Os custos de policiamento dependem do número de efetivos, sendo metade do valor suportado pelos clubes e os restantes 50 por cento pelo Ministério da Administração Interna.
“Pais projetam um imaginário de jogador de sucesso nos filhos”
Daniel Seabra
Coordenador do observatório para a violência no desporto
Como avalia os números que apontam para um crescimento de casos de violência no futebol de formação?
Os números têm muito que se lhe diga e acredito que haja da parte da PSP uma maior sensibilidade para os casos e uma malha muito mais apertada para situações que antes não eram sinalizadas.
Que motivos podem levar a estes atos de violência no futebol de formação?
É um fenómeno que tem sido estudado, que toca vários âmbitos e para o qual podem apontar-se várias questões, desde logo o desporto em si que não sendo violento, gera tensões e emotividade que pode levar à violência.
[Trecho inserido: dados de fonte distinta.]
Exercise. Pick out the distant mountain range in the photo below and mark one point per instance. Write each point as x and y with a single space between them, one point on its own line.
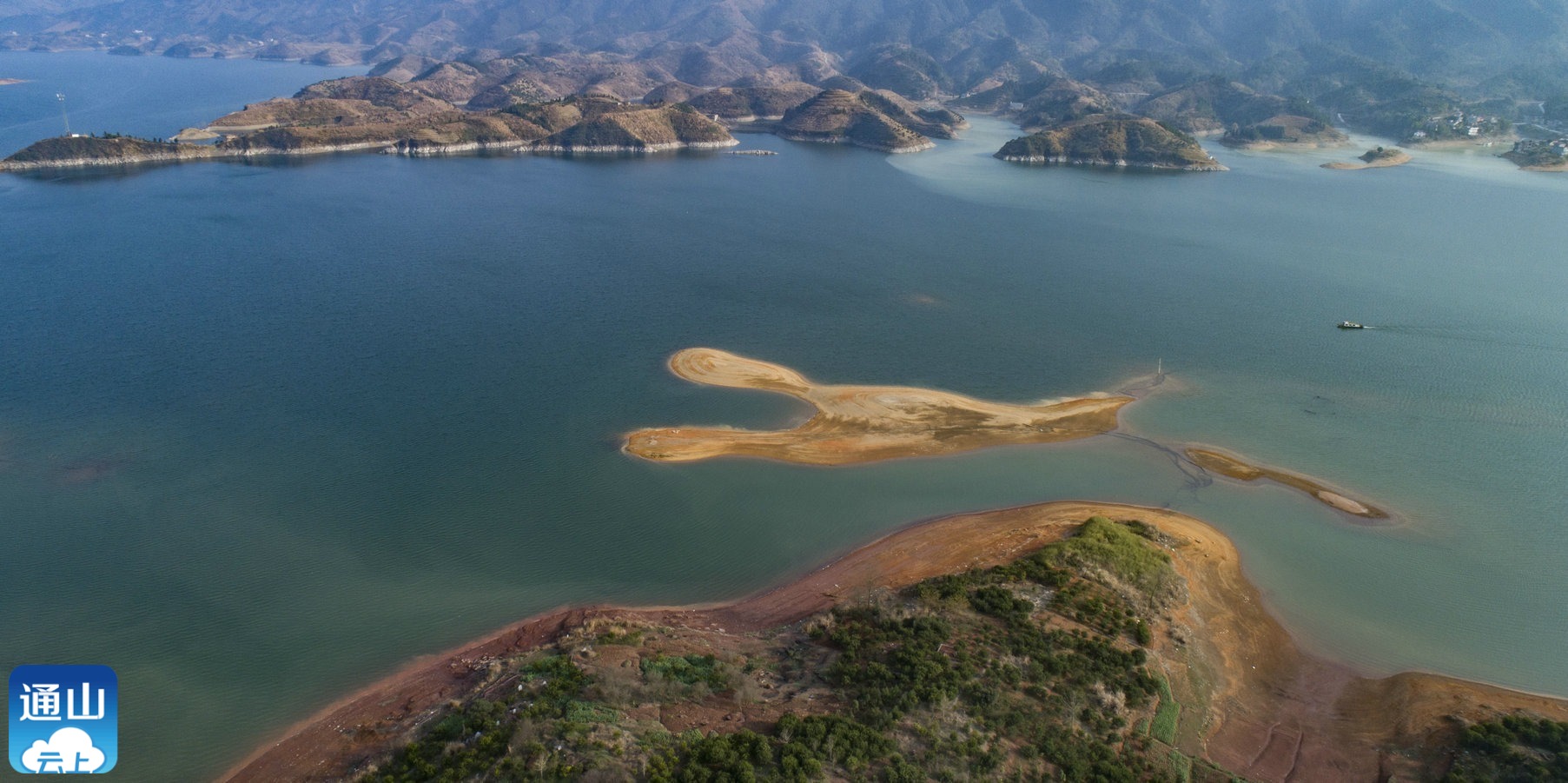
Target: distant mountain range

Como diz o professor Manuel Sérgio, o desporto não é violento, mas tem violência. No caso do futebol de formação há a dimensão afetiva entre pais e filhos e as suas implicações. Podemos ainda falar da capitalização da representação social do jogador de sucesso, ou seja, há uma projeção social que é feita pelos pais relativamente aos filhos e uma aposta clara numa carreira para os filhos com a possibilidade de enriquecer. É projetado um certo imaginário de jogador de futebol de sucesso, com acesso a dinheiro, carros e mulheres. Há ainda uma reprodução da violência vivida no quotidiano e um conjunto de recalcamentos que são levados para as bancadas.
Que prejuízos podem trazer os pais na formação do filho?
Existe, geralmente, muita pressão dos pais sobre os filhos, ao ponto de influenciar uma relação que devia ser pedagógica entre jogador e treinador. Isso levou a que, em alguns casos, os treinadores tenham deixado de falar com os pais devido às pressões que sofriam para jogar um em detrimento de outro, porque todos os pais sobrevalorizam as competências dos filhos.
Como é que se combate este fenómeno?
O combate à violência não se pode reduzir à punição. As instituições públicas e os clubes têm de investir no processo formativo e pedagógico da luta contra a violência. As pessoas têm de ter a perceção de que se algo acontecer receberão uma punição. Não entendo as medidas de suspensão geral de clube quando suspende a equipa. Está a ter um ato de violência sobre os que não participaram nela. Até pode ser gerador de outros conflitos. Da mesma forma que um árbitro quando exibe um vermelho só expulsa um jogador, não a equipa toda.
Que repercussões mais podem ainda ser atribuídas a atos de violência ao mais alto nível?
Está estudado e comprovado que a seguir a ato de violência há uma espécie de fenómeno de mimetismo. Por exemplo, a seguir a um caso de agressão a um árbitro de futebol profissional, os casos de agressão em outros escalões multiplicam-se nas semanas seguintes.